2. The method according to claim 1, characterized in that the different knock detection factors of the different groups of cylinders are predetermined as a fixed value or are determined on the basis of a characteristic curve or by means of a characteristic diagram.

3. The method according to claim 1 or 2, characterized ge indicates that the inner and outer cylinders of an internal combustion engine with four cylinders arranged in a row are combined to form a group.

4. The method according to any one of claims 1 to 3, characterized in that an assignment is generated with the aid of the reference mark on the crankshaft, on the basis of which the output signals of the knock sensor can be distinguished between the individual groups of cylinders of the internal combustion engine.

5. The method according to claim 4, characterized gekennzeich¬ net that to differentiate a knocking combustion from a non-knocking combustion of the inner and the outer group of two cylinders of the internal combustion engine as a knocking detection factor, the different useful / noise ratio in the output signal of Knock sensor is used.

6. The method according to any one of claims 1 to 5, da¬ characterized in that a measurement window is generated depending on the crankshaft position, within which the distinction between knocking and non-knocking combustion is made.

7. The method according to any one of claims 1 to 6, characterized in that the knock sensor is arranged substantially symmetrically to the defined groups of the cylinders of the internal combustion engine.

8. The method according to claim 7, characterized gekennzeich¬ net that the knock sensor is arranged approximately in the middle of the four cylinders arranged in series of the internal combustion engine.

9. Device for detecting knocking combustion in an internal combustion engine with the aid of a knock sensor and a reference mark on the crankshaft of the internal combustion engine, characterized by a knock signal evaluation circuit (KSA), with which the output signals of the knock sensor (K) are processed, and by a Comparator circuit (33) which processes the output signals of the knock signal evaluation circuit taking into account a knock detection factor stored in a memory (34) and emits a knock signal in the event of knocking combustion.

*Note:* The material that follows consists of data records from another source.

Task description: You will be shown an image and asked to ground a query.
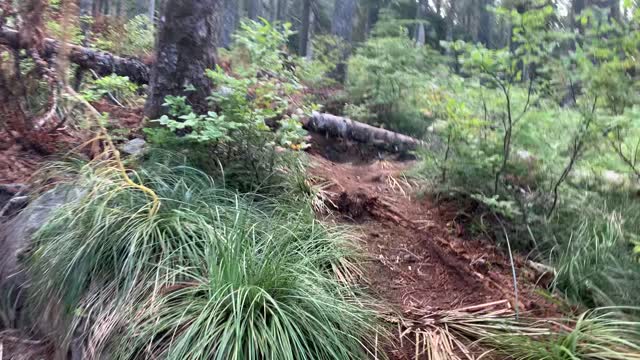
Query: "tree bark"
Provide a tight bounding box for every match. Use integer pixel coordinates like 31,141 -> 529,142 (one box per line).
0,29 -> 149,84
477,0 -> 493,47
298,0 -> 311,56
276,0 -> 288,21
416,0 -> 429,46
222,0 -> 239,48
247,0 -> 261,20
331,0 -> 357,43
145,0 -> 224,119
149,0 -> 156,24
303,112 -> 423,152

10. The device according to claim 9, characterized gekenn¬ characterized in that the output signals of the Komparator¬ circuit (33) a motor control switching device (20) can be fed.

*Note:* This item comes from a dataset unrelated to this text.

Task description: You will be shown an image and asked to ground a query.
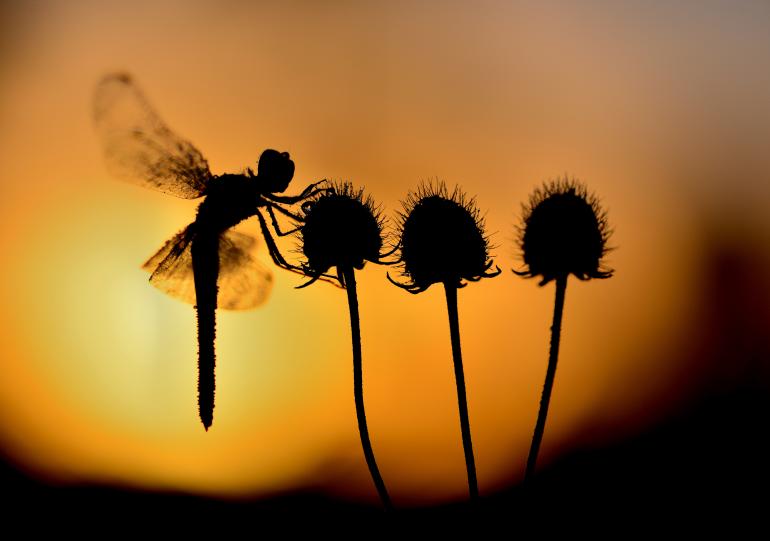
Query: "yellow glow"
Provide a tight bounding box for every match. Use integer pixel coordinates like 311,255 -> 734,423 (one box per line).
0,2 -> 770,504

11. The device according to claim 9 or 10, characterized in that the knock sensor (K) is arranged approximately symmetrically to the cylinders (1, 2, 3, 4) of the internal combustion engine (10) lying in series.

12. Device according to one of claims 9 to 11, characterized in that the knock sensor (K) is arranged approximately in the middle of the four cylinders (1, 2, 3, 4) of the internal combustion engine (10) arranged in series.

13. Use of a device according to one of claims 9 or 12 as part of an engine control unit of an internal combustion engine, which in particular influences the ignition and / or injection of the internal combustion engine.